As defining characteristics for big data, note "three V": Volume ( in the sense of physical volume), Velocity (meaning in this context the growth rate and the need for high-speed processing and obtaining results), Variety ( in the sense of the possibility of simultaneous processing of different types of structured and semi-structured data). The leading characteristic here is the volume of data. Modernity shows us examples of the monstrous size of digitized data generated today. [2]

Sources of this avalanche of data are numerous digital devices, concentrating and directing in bottomless open spaces of the Internet production of the human mind-tweets, posts in Facebook and Vkontakte, inquiries in search systems, etc., and also data from sensors and controllers of millions devices which measure temperature and humidity, a condition of roads and conditioners and many other that is United today by the term “smart devices”. [1]

These are video streams from surveillance cameras, digitized audio signals, GPS coordinates of mobile devices and many other things generated by the machines independently during the operation of the equipment and existing in the form of data bits. All this data is stored in different databases, storages and is simply lost. Some of this data is accessible via the Internet and some have local access. The big data approach is intended to significantly increase the use of available information and to allow it to be presented in a form suitable for practical application. However, this is not only a problem of quantity – the Volume of data is the first “v”. As has been noted, the second “v”- Velocity-is also important for big data.

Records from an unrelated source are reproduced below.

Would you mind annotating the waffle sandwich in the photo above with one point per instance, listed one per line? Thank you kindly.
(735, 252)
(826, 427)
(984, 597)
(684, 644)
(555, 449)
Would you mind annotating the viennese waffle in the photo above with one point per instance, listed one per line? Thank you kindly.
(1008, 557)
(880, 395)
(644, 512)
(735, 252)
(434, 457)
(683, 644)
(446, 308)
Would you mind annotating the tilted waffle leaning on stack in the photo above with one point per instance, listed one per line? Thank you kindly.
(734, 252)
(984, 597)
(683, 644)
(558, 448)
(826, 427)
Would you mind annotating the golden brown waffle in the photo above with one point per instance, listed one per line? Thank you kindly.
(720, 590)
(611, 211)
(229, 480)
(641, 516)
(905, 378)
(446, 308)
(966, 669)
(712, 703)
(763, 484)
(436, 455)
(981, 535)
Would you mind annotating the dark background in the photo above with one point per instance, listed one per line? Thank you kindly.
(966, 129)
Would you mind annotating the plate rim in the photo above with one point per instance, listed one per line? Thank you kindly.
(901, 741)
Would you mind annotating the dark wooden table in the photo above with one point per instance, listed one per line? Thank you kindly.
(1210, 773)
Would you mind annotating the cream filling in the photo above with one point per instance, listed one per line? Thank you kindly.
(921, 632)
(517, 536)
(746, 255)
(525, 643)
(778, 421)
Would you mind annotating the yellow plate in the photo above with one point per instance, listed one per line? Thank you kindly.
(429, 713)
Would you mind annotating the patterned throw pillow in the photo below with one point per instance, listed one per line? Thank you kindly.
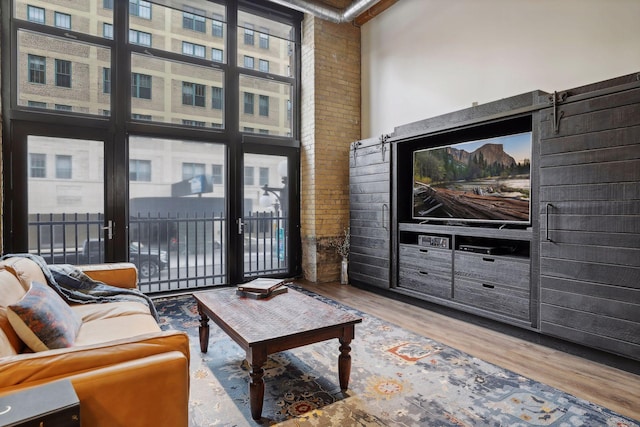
(43, 320)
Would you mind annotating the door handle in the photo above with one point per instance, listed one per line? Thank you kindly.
(109, 228)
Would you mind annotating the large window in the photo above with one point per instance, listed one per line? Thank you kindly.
(143, 88)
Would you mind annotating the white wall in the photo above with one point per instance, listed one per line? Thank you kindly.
(423, 58)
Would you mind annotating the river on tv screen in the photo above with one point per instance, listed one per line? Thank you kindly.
(486, 180)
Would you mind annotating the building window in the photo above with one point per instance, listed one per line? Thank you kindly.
(36, 14)
(63, 167)
(217, 28)
(107, 31)
(63, 73)
(192, 49)
(264, 106)
(140, 8)
(216, 55)
(106, 80)
(63, 20)
(248, 175)
(146, 117)
(216, 174)
(37, 67)
(264, 176)
(217, 100)
(196, 123)
(264, 40)
(194, 21)
(248, 36)
(140, 38)
(140, 170)
(37, 165)
(189, 170)
(248, 103)
(37, 104)
(141, 86)
(193, 94)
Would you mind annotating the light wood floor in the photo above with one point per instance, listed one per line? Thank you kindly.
(612, 388)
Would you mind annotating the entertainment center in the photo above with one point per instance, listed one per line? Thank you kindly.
(524, 210)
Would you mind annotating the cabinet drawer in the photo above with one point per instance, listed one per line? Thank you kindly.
(510, 271)
(502, 299)
(425, 282)
(427, 259)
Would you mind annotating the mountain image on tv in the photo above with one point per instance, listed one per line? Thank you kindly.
(474, 181)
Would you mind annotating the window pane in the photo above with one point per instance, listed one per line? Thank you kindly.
(273, 46)
(188, 86)
(66, 204)
(63, 20)
(85, 17)
(72, 72)
(63, 166)
(271, 112)
(187, 32)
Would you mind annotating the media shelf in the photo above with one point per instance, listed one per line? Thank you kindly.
(483, 270)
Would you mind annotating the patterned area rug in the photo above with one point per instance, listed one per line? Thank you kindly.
(397, 379)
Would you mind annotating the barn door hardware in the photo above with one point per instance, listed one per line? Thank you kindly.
(557, 98)
(383, 145)
(355, 146)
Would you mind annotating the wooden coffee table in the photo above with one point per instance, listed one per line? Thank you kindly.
(267, 326)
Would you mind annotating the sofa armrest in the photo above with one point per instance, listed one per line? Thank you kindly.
(149, 391)
(120, 274)
(55, 364)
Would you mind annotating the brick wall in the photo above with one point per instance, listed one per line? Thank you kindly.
(330, 122)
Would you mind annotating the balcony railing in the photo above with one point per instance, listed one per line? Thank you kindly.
(172, 253)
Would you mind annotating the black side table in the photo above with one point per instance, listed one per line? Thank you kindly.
(53, 404)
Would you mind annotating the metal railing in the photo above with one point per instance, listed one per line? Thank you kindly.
(172, 252)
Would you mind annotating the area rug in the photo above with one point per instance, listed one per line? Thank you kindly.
(398, 378)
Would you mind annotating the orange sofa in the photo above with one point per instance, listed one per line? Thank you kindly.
(125, 370)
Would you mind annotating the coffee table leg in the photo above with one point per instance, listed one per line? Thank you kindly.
(256, 357)
(344, 360)
(203, 329)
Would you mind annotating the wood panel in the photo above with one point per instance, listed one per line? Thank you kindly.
(369, 196)
(590, 212)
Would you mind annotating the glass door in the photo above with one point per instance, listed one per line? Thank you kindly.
(269, 243)
(65, 200)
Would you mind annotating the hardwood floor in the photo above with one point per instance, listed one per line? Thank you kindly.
(613, 388)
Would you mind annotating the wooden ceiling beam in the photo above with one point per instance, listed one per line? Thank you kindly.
(374, 11)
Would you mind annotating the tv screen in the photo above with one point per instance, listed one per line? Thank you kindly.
(485, 180)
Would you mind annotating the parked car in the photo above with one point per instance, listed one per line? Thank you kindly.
(149, 261)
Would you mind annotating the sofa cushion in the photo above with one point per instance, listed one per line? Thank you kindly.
(43, 320)
(11, 291)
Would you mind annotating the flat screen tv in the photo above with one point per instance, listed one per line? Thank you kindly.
(483, 181)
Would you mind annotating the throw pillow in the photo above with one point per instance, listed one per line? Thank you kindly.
(43, 320)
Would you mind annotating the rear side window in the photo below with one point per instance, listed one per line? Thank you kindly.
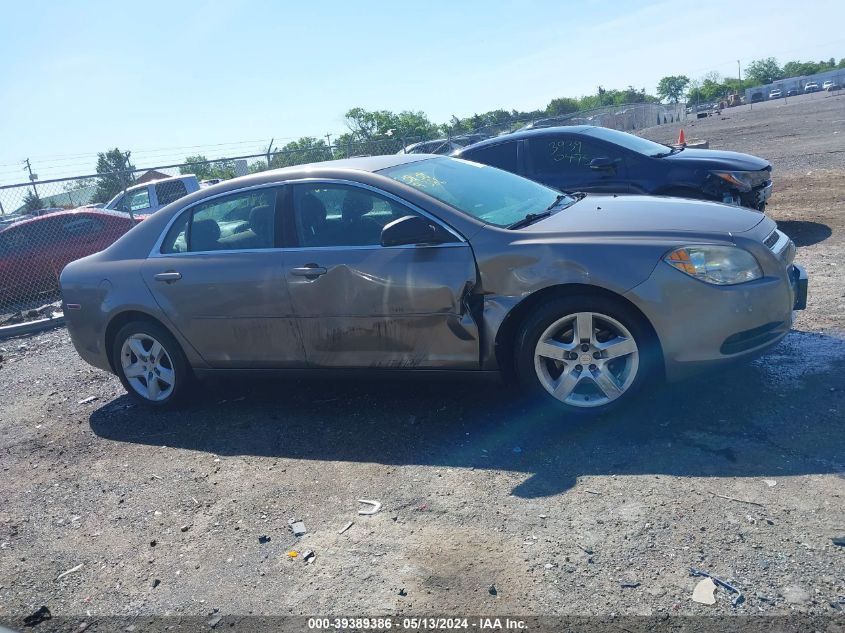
(241, 221)
(139, 200)
(82, 226)
(170, 190)
(502, 155)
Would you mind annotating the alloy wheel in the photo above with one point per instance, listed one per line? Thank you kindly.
(586, 359)
(148, 367)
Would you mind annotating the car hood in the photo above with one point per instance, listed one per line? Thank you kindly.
(718, 159)
(648, 216)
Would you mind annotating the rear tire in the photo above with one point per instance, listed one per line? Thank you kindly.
(585, 354)
(150, 364)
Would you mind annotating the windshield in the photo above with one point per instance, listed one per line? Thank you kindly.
(629, 141)
(489, 194)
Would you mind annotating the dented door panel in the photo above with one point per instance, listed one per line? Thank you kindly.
(398, 307)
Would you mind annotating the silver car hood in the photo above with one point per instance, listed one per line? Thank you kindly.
(648, 215)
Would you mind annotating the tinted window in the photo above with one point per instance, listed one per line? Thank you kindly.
(502, 156)
(241, 221)
(337, 215)
(170, 190)
(16, 240)
(82, 226)
(569, 154)
(139, 200)
(489, 194)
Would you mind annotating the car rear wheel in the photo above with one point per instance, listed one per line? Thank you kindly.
(587, 354)
(150, 363)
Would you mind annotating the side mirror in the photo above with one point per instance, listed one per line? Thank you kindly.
(410, 229)
(604, 163)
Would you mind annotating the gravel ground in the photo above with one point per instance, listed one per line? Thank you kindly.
(487, 506)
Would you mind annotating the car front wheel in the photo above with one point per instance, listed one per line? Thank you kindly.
(588, 354)
(150, 363)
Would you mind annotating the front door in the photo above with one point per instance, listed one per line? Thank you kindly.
(363, 305)
(219, 277)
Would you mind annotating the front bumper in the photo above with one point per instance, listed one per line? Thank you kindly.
(799, 282)
(700, 325)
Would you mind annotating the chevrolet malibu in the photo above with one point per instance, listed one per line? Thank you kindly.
(416, 263)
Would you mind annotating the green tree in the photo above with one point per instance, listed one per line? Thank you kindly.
(671, 88)
(304, 150)
(205, 170)
(115, 170)
(562, 105)
(32, 202)
(763, 71)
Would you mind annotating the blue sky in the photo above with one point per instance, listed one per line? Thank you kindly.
(168, 79)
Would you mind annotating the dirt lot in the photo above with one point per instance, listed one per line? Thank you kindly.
(486, 506)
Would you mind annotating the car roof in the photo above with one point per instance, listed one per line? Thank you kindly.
(65, 213)
(157, 181)
(540, 131)
(323, 169)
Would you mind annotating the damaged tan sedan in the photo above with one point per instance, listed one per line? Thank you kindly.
(417, 264)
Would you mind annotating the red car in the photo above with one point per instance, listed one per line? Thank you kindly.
(33, 252)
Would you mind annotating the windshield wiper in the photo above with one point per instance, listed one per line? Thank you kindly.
(528, 219)
(672, 150)
(558, 198)
(533, 217)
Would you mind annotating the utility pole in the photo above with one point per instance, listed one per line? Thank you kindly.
(32, 177)
(269, 149)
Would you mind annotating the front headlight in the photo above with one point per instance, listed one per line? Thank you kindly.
(742, 180)
(721, 265)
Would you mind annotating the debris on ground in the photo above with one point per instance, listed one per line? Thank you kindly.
(704, 592)
(43, 613)
(753, 503)
(69, 571)
(795, 594)
(376, 506)
(737, 599)
(297, 527)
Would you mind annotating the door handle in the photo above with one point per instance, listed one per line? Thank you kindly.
(168, 276)
(309, 271)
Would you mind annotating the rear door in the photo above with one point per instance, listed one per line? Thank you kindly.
(563, 161)
(218, 274)
(360, 304)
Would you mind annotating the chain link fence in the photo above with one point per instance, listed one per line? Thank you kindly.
(44, 225)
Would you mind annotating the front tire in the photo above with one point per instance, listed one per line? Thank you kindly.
(586, 354)
(150, 364)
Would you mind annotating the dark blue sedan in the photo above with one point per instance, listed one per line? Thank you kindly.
(596, 159)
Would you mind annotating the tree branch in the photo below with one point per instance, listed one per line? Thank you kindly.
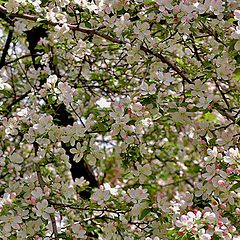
(6, 47)
(95, 31)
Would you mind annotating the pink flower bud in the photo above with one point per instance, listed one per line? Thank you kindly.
(220, 223)
(13, 195)
(180, 232)
(237, 211)
(221, 183)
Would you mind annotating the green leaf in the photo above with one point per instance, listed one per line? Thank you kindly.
(234, 177)
(144, 213)
(149, 2)
(235, 186)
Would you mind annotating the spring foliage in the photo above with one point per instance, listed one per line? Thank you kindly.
(119, 119)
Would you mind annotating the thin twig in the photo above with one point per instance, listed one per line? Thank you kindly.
(42, 185)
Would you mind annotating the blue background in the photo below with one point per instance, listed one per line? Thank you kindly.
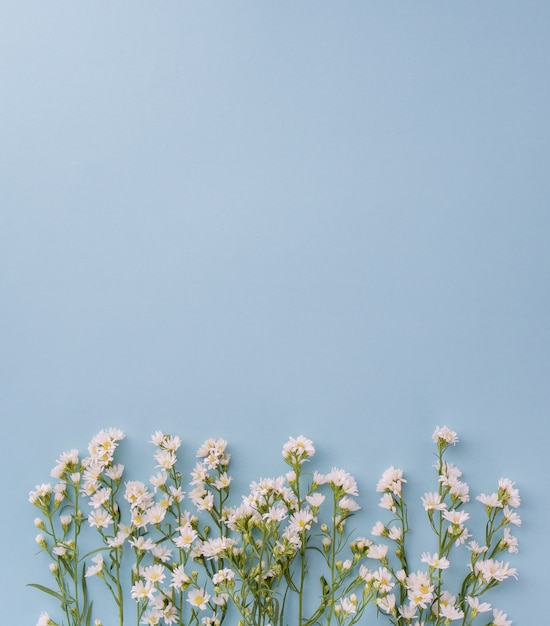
(253, 220)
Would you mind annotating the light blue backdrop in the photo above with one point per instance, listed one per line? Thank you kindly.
(261, 219)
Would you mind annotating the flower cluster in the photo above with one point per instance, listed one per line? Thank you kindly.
(407, 596)
(282, 554)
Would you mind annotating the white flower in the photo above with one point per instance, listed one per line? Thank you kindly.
(140, 543)
(100, 518)
(509, 541)
(491, 501)
(349, 604)
(499, 618)
(198, 598)
(142, 590)
(477, 606)
(511, 517)
(387, 502)
(378, 551)
(435, 560)
(186, 537)
(100, 497)
(432, 502)
(444, 435)
(154, 573)
(179, 577)
(391, 481)
(450, 612)
(300, 521)
(382, 580)
(97, 567)
(340, 478)
(508, 494)
(491, 569)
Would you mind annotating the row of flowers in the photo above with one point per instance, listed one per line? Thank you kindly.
(283, 554)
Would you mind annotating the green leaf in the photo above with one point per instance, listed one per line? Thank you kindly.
(47, 590)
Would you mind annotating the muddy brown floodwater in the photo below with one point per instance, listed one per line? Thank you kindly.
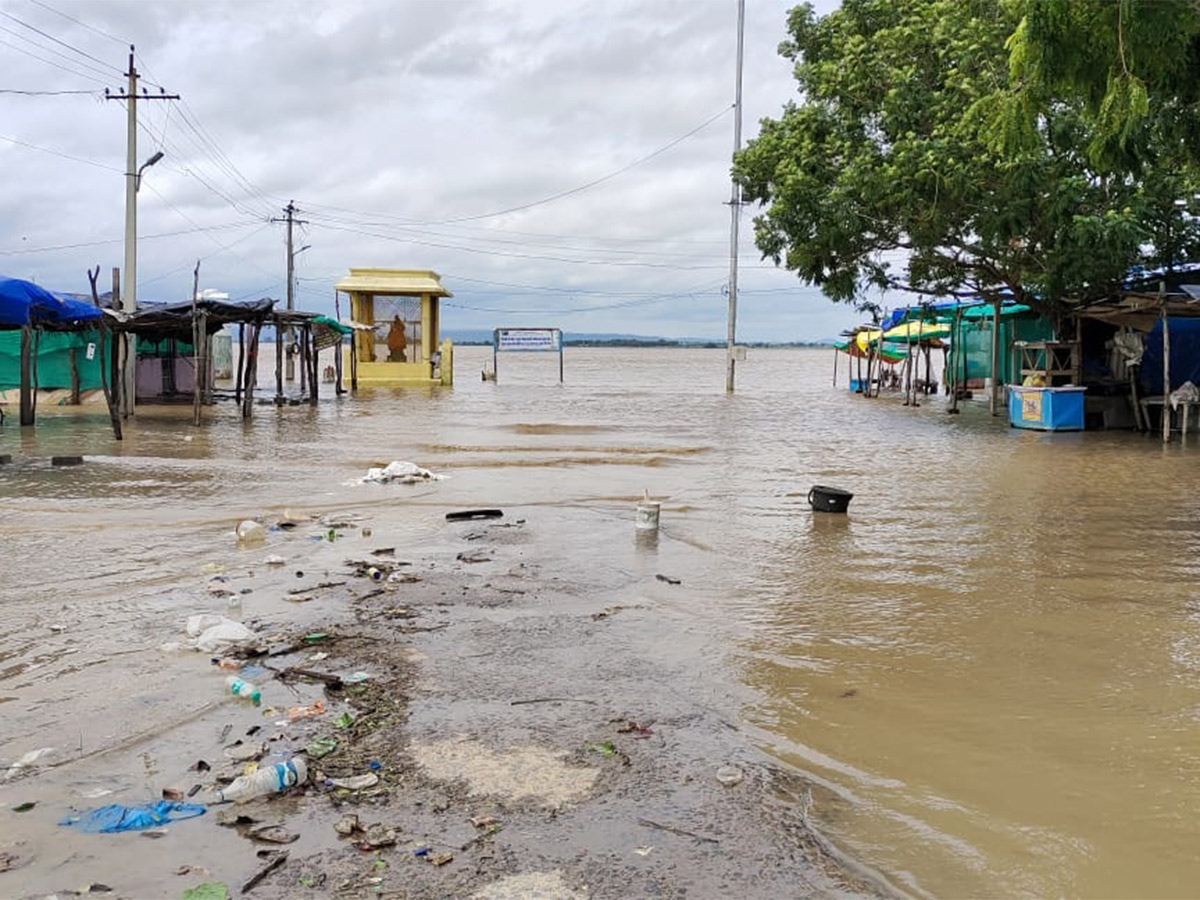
(982, 682)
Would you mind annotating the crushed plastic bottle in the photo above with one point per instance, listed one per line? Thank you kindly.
(251, 532)
(267, 780)
(244, 690)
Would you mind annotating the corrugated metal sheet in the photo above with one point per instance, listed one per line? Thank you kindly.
(405, 282)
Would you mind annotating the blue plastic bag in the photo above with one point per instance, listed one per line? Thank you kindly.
(115, 817)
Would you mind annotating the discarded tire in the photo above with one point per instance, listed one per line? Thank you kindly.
(828, 499)
(468, 514)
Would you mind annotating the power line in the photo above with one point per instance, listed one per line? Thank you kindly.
(45, 94)
(79, 22)
(59, 153)
(119, 240)
(63, 43)
(544, 199)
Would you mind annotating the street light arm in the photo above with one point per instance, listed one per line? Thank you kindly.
(145, 166)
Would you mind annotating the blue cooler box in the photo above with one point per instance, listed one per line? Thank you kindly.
(1045, 408)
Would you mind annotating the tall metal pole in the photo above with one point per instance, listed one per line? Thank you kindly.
(292, 365)
(735, 210)
(130, 295)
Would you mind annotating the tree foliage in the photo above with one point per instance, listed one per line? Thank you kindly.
(912, 161)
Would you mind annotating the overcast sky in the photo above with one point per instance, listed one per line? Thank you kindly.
(409, 133)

The results of big data processing should be received in the time determined by the problem to be solved with their help. The speed of data access and processing speed is an important criterion for the quality of big data technologies. [3]

Finally, the third “v " - Variety of data-suggests that big data should be handled effectively regardless of their structure. Here it is customary to distinguish three main types of data by their degree of structuring:

The First level is a usual structured data that can be represented by separable and pre-defined fields, which consist of bits having different semantics.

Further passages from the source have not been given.